La mémoire républicaine cesse de jouer son rôle d'organisatrice du lien social si elle se laisse contaminée par cette nostalgie de la pureté. Nous n'avons heureusement aucune raison de désespérer. L'existence de la loi Taubira (depuis 2001), par laquelle la République " reconnaît que la traite dans l'Océan Indien d'une part, et l'esclavage d'autre part, perpétrés à partir du XVème siècle, aux Amériques et aux Caraïbes, dans l'Océan Indien et en Europe contre les populations africaines, amérindiennes, malgaches et indiennes constituent un crime contre l'humanité ", l'instauration depuis 2006 du 10 mai comme journée de la commémoration de la fin de l'esclavage, les projets de mémorial à Nantes mais aussi à Bordeaux et la récente annonce du Président Sarkozy d'amener le système éducatif à prendre en compte cette histoire montre que la mémoire nationale fait acte de repentance et de réparation symbolique. Il faut espérer ou plutôt pousser à ce qu'il y ait un mouvement identique en ce qui concerne l'histoire de la colonisation. Dans le cadre de l' " Accord de Nouméa de 1998 " avec la Nouvelle-Calédonie, la République reconnaissait déjà que le choc de la colonisation a constitué " un traumatisme durable pour la population d'origine " et a " porté atteinte à la dignité du peuple Kanak qu'elle a privé de son identité ". Pourquoi ne pas prolonger et généraliser cette reconnaissance ? En amenant l'ensemble de la communauté nationale à cesser de regarder l'histoire de l'esclavage et de la colonisation comme des questions étrangères, la mémoire républicaine réconciliera petit à petit la France avec elle-même en intégrant ces français qui sont longtemps restés à sa marge. Dans la peau d'un citoyen français, ma fidélité à la mémoire républicaine est préjugé favorable en sa capacité à non seulement reconnaître la légitimité de toutes les revendications mémorielles particulières mais également à relever continuellement le défi de les pacifier en les réconciliant avec l'histoire nationale.

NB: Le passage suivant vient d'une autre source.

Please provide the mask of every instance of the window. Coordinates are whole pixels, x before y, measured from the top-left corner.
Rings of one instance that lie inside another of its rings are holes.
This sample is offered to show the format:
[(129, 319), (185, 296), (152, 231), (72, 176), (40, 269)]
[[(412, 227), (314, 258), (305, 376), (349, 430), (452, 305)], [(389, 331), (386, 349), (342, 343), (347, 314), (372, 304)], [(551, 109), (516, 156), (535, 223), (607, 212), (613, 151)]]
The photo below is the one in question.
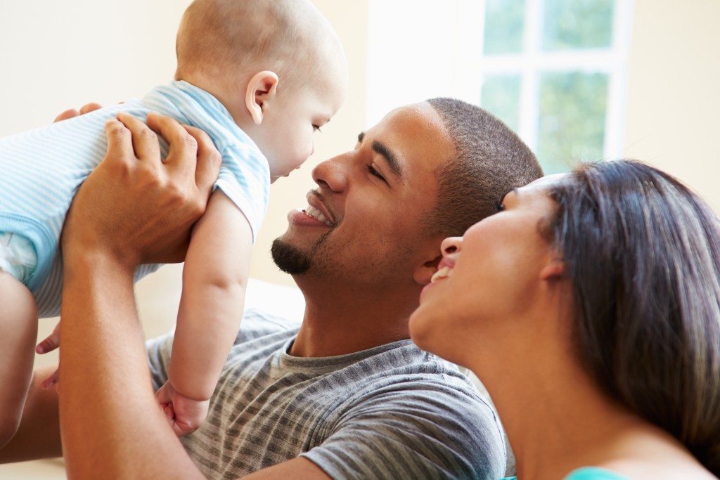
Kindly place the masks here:
[(480, 104), (546, 173), (622, 155), (631, 0), (485, 0)]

En reprenant ma veste de Gabonais et d'Africain, ma fidélité va à la mémoire de tous ceux qui, à l'instar de René Paul Souzatte, de Patrice Lumumba, de Thomas Sankara, de Kwame Nkrumah, de Steve Biko, de Cheik Anta Diop, etc ont tracé, en Afrique, le sillon de l'engagement nationaliste et du mouvement de réappropriation de soi.
J'ai privilégié la mémoire politique. J'aurais pu aussi évoquer la mémoire de l'Eternité, c'est-à-dire l'identité ontologique et divine de l'homme et en conséquence la fidélité au lien qui nous fait, de tout temps, participer à l'essence de l'Absolu.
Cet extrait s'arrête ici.